Молодой преподаватель словесности в провинциальной гимназии Никитин женится на девушке из «хорошей семьи», с солидным приданым.

В первые месяцы семейной жизни чувство счастья переполняет его.

«— Я бесконечно счастлив с тобой, моя радость, — говорил он, перебирая ей пальчики или распуская и опять заплетая ей косу. — Но на это свое счастье я не смотрю, как на нечто такое, что свалилось на меня случайно, точно с неба. Это счастье — вполне естественное, последовательное, логически верное. Я верю в то, что человек есть творец своего счастья, и теперь я беру именно то, что я сам создал. Да, говорю без жеманства, это счастье создал я сам и владею им по праву. Тебе известно мое прошлое. Сиротство, бедность, несчастное детство, тоскливая юность, — все это борьба, это путь, который я прокладывал к счастью…»

Как типичны эти рассуждения для всех «счастливчиков» собственнического мира!
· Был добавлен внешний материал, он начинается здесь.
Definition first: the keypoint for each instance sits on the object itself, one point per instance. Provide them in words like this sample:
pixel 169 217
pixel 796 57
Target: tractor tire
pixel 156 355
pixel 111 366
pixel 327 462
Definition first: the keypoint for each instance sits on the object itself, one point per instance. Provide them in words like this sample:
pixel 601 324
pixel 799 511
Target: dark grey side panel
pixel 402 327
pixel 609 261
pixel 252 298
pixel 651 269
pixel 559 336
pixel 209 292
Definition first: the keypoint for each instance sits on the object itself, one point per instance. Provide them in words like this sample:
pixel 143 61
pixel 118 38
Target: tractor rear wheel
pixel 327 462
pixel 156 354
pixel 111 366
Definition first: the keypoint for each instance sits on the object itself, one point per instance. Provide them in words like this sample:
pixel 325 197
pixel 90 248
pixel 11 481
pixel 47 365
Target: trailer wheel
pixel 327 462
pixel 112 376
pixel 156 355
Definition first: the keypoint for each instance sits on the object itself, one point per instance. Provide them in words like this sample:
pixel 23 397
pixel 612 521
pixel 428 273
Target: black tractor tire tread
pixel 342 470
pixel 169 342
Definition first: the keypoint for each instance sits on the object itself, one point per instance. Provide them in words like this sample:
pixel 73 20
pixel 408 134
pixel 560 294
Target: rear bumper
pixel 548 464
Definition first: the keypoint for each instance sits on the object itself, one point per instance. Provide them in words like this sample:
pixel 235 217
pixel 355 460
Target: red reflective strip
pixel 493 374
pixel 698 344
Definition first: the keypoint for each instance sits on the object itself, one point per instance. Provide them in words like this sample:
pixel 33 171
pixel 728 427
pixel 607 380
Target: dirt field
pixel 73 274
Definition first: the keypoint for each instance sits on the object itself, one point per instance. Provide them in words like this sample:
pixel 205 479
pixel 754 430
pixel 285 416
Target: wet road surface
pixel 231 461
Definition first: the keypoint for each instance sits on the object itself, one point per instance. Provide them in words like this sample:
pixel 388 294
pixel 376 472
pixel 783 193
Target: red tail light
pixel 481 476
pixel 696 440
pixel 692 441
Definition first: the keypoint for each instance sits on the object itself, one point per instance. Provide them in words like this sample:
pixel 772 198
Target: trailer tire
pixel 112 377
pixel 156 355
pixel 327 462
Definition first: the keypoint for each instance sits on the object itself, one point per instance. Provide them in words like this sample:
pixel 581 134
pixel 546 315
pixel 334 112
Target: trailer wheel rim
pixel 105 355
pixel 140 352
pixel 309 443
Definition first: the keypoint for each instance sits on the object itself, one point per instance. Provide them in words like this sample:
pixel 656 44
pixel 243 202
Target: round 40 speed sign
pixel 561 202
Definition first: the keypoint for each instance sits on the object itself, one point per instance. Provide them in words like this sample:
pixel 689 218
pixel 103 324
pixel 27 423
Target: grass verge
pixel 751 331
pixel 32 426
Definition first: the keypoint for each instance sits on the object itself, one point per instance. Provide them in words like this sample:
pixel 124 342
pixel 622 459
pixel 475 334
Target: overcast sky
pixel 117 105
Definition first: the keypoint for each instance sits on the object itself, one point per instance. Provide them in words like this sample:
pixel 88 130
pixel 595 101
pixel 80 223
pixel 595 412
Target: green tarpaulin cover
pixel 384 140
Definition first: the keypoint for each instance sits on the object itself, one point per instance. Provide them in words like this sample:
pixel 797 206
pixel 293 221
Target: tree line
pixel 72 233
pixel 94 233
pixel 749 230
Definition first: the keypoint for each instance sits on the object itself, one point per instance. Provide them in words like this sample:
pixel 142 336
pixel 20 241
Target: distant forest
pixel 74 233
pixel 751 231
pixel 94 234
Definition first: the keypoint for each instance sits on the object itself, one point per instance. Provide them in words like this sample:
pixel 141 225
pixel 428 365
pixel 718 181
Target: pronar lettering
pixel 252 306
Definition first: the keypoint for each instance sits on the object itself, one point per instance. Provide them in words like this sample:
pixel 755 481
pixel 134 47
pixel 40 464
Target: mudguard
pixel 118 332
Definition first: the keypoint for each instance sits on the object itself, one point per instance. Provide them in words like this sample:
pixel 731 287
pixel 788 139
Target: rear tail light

Но чеховский герой на то и есть чеховский, что, в отличие, например, от героя бальзаковской «Человеческой комедии» Растиньяка, преуспевающего в карьере и обогащении, он не может удовлетвориться личным счастьем и благополучием.

Приходит и к Никитину, как и ко всем любимым героям Чехова, такой день, когда он со стыдом и отвращением, настоящими человеческими глазами взглянул на свою жизнь и увидел всю ее пошлость. Все предстало перед ним в суровом, ясном свете, без розовой пелены.

«И ему страстно, до тоски… захотелось чего-нибудь такого, что захватило бы его до забвений самого себя, до равнодушия к личному счастью, ощущения которого так однообразны… Для него уже было ясно, что покой потерян, вероятно, навсегда… Он догадывался, что иллюзия иссякла и уже начиналась новая, нервная, сознательная жизнь, которая не в ладу с покоем и личным счастьем».